Meijer also won prizes at several large international harp competitions: the second prize at the International Harp Competition in Lausanne (1998), the third prize at the International Harp Competition in Lille (1999), the first prize at the International Harp Competition in Brussels (2000), the third prize at the International Harp Competition in Israel (2001), the second prize at the Reinl-Wettbewerb in Vienna (2002), and the third prize at the Sixth International USA Harp Competition in America (2004).

Furthermore, Meijer has won prizes for the best interpretation of Visions in Twilight from Garrett Byrnes and the harp concerto in B-flat major from Georg Friedrich Händel. In 2005, she was awarded the Cultuurprijs from Ede for her promotion of the harp as a solo instrument. This prize was presented to her by the renowned Herman Krebbers.

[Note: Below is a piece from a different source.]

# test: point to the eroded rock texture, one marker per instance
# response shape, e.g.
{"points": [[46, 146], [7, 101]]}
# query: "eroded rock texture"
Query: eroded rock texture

In 2007, Meijer was awarded the Fellowship from the Borletti-Buitoni Trust in London, as well as the MeesPierson Award at the Concertgebouw (Amsterdam) together with violinist Tjeerd Top.

In 2009, Meijer was awarded the Dutch Music Prize, the highest distinction for a classical musician in the Netherlands.

In 2012, Meijer received the Edison Award Public's Prize, for her CD Fantasies and Impromptus.

In 2013, Meijer's "Metamorphosis / The Hours" (Philip Glass) CD was awarded Gold Record and Platinum Record status for classical music in the Netherlands by The Dutch Association of Producers and Importers of image- and sound carriers.